Re-reading a text book - Data Mining Concepts and Techniques
Back in the days studying Computer Science at UIUC, data mining or data science hasn’t really crossed my mind. Nowadays, it has totally become a fad, and I began wondering, what has changed? Has it changed all that much? I remembered the popular subjects at that time (2006) were mobile/embedded devices, parallel(GPU) computing. At that age, I knew machine learning was cool (AI was cool as it has always been), but with all the required courseworks on the plate, there was no room left to diversify.
I started getting serious with data after working on business analytics software in IBM. I was focused on globalization(i18n) engineering, but to internationalize analytics software I had to learn alot of domain knowledge in analytics. My data mining 101 was learnt flipping through SPSS manual, which did teach alot of practical mining knowledge. How to configure and tune models, how to solve typical business problems. Working on enterprise software meant you get to access alot of practical sample data to practice on.
Now, at the startup I am working at, I am fortunate enough to work on data again. Working on data does not make you feel intelligent per se. As the internet joke goes, “In Data Science, 80% of time spent prepare data, 20% of time spent complain about need for prepare data.” The former in fact has its merits according to my experience. There is not enough people to consult in a startup in how to build a data warehouse, let alone building a big data pipeline using the latest hadoop technologies. The internet, software manuals, and conferences became my text book of performing that achievement. I really felt that 80% of the time is spent on building data pipes to feed the data. After that, 20% of the time was querying, aggregating and creating visualizations.
I felt my inadequacies in theories has hampered my progress. Reading a text book like Data Mining, Concepts and Techniques bridged the gaps in my knowledge. If I put myself in a college student’s shoes, this book would be a terrible read. Who would be interested in cuboids in OLAP if they have no practical experience operating a BI software. Cuboids are far from reality if you haven’t actually sliced and diced one. Fortunately reading this text book for me right now makes perfect sense.
Even in theory, you spend a lot of time doing data preparation. The first five chapters of this book covers data understanding, data preparation, and data warehousing, BI technologies. That’s like 40% of the book covering basics of getting data into your database and doing some standard queries.
The intelligent part about modeling comes right after, which is 8 chapters. In practice, I would love to do those things too, but there are too much warehouse building tasks on my plate, I did not have time to explore those. In fact, if you use some BI tools, it is enough to find many insights already. As the startup gets more robust, then mining data certainly will move the business to the next level.
Reading a text book like this is quite dry, but organized knowledge clarifies alot about your practical understanding. Especially comparing advanages and disadvantages of an approach gives many insights. E.g. when to do precomputation, when not to. I highly recommend reading a textbook after gaining experience in the data field.

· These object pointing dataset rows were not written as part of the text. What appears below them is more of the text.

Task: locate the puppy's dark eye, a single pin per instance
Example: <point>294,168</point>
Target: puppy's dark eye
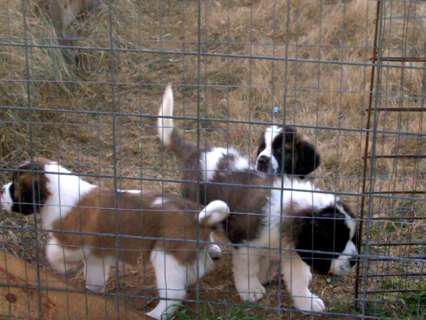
<point>261,147</point>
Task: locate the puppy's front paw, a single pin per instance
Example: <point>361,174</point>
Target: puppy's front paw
<point>252,293</point>
<point>310,302</point>
<point>215,251</point>
<point>95,288</point>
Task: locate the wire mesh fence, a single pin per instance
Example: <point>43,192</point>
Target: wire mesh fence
<point>81,85</point>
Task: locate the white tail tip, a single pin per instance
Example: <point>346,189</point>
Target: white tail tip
<point>214,213</point>
<point>165,126</point>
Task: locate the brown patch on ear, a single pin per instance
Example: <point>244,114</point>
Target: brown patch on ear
<point>30,187</point>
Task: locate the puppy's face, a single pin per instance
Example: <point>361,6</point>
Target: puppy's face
<point>327,240</point>
<point>27,192</point>
<point>283,151</point>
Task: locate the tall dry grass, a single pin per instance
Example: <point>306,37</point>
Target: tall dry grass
<point>326,89</point>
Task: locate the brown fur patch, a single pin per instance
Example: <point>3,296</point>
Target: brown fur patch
<point>129,216</point>
<point>30,187</point>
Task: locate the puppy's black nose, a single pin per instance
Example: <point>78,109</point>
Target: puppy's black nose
<point>353,261</point>
<point>263,163</point>
<point>263,160</point>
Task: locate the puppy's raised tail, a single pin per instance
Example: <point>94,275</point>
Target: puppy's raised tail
<point>168,134</point>
<point>214,213</point>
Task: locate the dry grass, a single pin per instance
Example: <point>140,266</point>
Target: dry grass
<point>316,94</point>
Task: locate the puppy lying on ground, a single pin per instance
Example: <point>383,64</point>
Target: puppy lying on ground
<point>84,220</point>
<point>314,229</point>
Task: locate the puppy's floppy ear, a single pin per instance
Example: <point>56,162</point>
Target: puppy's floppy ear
<point>29,191</point>
<point>308,158</point>
<point>261,144</point>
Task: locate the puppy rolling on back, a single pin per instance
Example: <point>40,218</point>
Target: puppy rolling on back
<point>318,228</point>
<point>83,221</point>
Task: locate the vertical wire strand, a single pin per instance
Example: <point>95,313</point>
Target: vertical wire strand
<point>28,78</point>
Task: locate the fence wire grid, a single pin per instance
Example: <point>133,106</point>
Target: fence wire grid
<point>82,82</point>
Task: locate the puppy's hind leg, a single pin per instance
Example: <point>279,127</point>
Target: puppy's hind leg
<point>297,277</point>
<point>246,268</point>
<point>96,272</point>
<point>171,283</point>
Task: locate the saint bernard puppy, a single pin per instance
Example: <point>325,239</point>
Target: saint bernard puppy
<point>312,228</point>
<point>283,151</point>
<point>83,221</point>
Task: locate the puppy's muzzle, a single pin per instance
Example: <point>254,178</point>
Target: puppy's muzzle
<point>264,164</point>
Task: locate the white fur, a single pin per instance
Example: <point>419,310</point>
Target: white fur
<point>215,212</point>
<point>65,189</point>
<point>6,201</point>
<point>96,271</point>
<point>270,134</point>
<point>209,161</point>
<point>159,202</point>
<point>165,125</point>
<point>173,279</point>
<point>297,277</point>
<point>350,222</point>
<point>246,269</point>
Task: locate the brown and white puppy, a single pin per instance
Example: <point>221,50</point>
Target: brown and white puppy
<point>83,222</point>
<point>282,150</point>
<point>312,228</point>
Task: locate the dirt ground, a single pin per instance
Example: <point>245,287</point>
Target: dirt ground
<point>100,112</point>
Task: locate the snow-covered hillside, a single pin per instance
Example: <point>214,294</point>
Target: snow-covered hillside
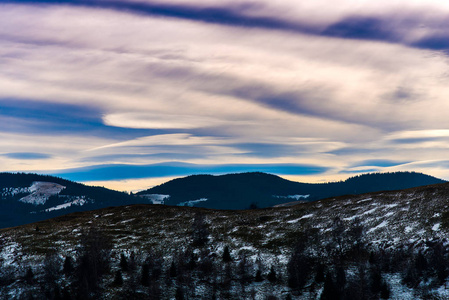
<point>41,191</point>
<point>401,235</point>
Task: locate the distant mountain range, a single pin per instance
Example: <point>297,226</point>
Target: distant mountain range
<point>398,239</point>
<point>246,190</point>
<point>27,198</point>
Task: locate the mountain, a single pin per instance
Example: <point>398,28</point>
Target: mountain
<point>241,191</point>
<point>26,198</point>
<point>383,245</point>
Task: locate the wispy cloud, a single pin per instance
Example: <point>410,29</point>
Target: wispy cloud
<point>274,86</point>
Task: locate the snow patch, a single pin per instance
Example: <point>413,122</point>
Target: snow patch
<point>364,200</point>
<point>41,191</point>
<point>436,227</point>
<point>381,225</point>
<point>78,201</point>
<point>156,198</point>
<point>191,203</point>
<point>294,197</point>
<point>303,217</point>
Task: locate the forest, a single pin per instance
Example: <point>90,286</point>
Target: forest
<point>343,267</point>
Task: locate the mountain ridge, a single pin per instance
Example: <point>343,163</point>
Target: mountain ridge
<point>256,189</point>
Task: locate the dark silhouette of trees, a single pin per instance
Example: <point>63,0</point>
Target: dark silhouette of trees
<point>93,262</point>
<point>200,231</point>
<point>226,255</point>
<point>272,277</point>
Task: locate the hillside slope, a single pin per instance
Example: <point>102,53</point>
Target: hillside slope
<point>26,198</point>
<point>240,191</point>
<point>399,237</point>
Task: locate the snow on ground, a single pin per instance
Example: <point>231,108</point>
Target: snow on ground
<point>364,200</point>
<point>41,191</point>
<point>80,201</point>
<point>303,217</point>
<point>436,227</point>
<point>381,225</point>
<point>295,197</point>
<point>156,198</point>
<point>192,203</point>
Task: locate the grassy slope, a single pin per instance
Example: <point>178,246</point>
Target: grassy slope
<point>391,218</point>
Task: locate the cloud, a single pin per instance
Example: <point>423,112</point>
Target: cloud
<point>27,155</point>
<point>215,83</point>
<point>117,172</point>
<point>34,116</point>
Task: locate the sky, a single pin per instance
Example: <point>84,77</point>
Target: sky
<point>130,94</point>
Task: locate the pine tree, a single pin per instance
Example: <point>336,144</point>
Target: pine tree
<point>118,279</point>
<point>272,277</point>
<point>145,275</point>
<point>123,263</point>
<point>258,277</point>
<point>226,255</point>
<point>68,266</point>
<point>173,271</point>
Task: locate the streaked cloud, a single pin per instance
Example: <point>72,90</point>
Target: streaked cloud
<point>135,86</point>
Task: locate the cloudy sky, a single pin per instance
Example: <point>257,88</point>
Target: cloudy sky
<point>130,93</point>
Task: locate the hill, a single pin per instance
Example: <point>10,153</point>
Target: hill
<point>241,191</point>
<point>385,245</point>
<point>26,198</point>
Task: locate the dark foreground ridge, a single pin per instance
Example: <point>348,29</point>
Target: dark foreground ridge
<point>26,198</point>
<point>246,190</point>
<point>386,245</point>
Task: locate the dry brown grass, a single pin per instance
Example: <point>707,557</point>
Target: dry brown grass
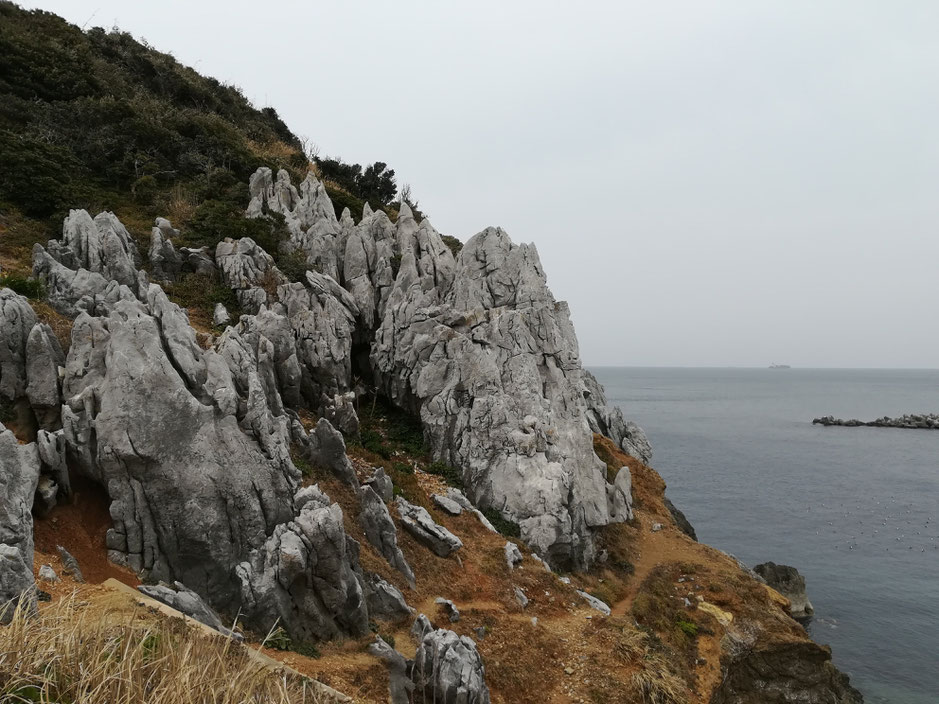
<point>71,652</point>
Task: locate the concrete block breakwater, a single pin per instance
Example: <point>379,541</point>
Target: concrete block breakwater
<point>922,421</point>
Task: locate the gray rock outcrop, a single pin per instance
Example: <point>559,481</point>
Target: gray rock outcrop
<point>400,685</point>
<point>482,351</point>
<point>417,521</point>
<point>385,600</point>
<point>380,531</point>
<point>448,669</point>
<point>17,321</point>
<point>19,476</point>
<point>188,602</point>
<point>787,581</point>
<point>609,421</point>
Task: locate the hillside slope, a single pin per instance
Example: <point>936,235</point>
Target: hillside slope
<point>326,423</point>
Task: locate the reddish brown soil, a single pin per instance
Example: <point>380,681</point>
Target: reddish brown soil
<point>80,527</point>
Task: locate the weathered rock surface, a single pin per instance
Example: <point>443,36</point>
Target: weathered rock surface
<point>380,531</point>
<point>17,320</point>
<point>19,475</point>
<point>449,608</point>
<point>597,604</point>
<point>684,525</point>
<point>44,359</point>
<point>385,600</point>
<point>610,422</point>
<point>304,575</point>
<point>417,521</point>
<point>400,685</point>
<point>800,672</point>
<point>480,349</point>
<point>188,602</point>
<point>449,670</point>
<point>787,581</point>
<point>513,556</point>
<point>910,421</point>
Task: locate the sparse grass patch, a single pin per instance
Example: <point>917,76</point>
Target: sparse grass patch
<point>72,653</point>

As to my question, how did data science become a fad? what has changed in the last 10 years? In theory, the art of data science hasn’t really changed. Reading textbooks, tech manuals, the kind of fundamental technical knowledge are fairly the same. Data modeling, data warehousing’s underlying principles are still valid. What has changed is the number of new technology, e.g. big data frameworks, logging, visualization tools. The amount of hype, salary, media exposure, intriguing blogs and education materials on data science has also increased. As a person working on data, the amount and flow of data has increased. The database technologies are different. But the type of fundamental modeling and techniques are the same. E.g you still can’t get away with data cleaning, but new technologies helps.
Many companies are aware that data is the core of their operations, and it reflect their operational results. I feel that data science got its attention because of an increasing shift of data as a core of many businesses.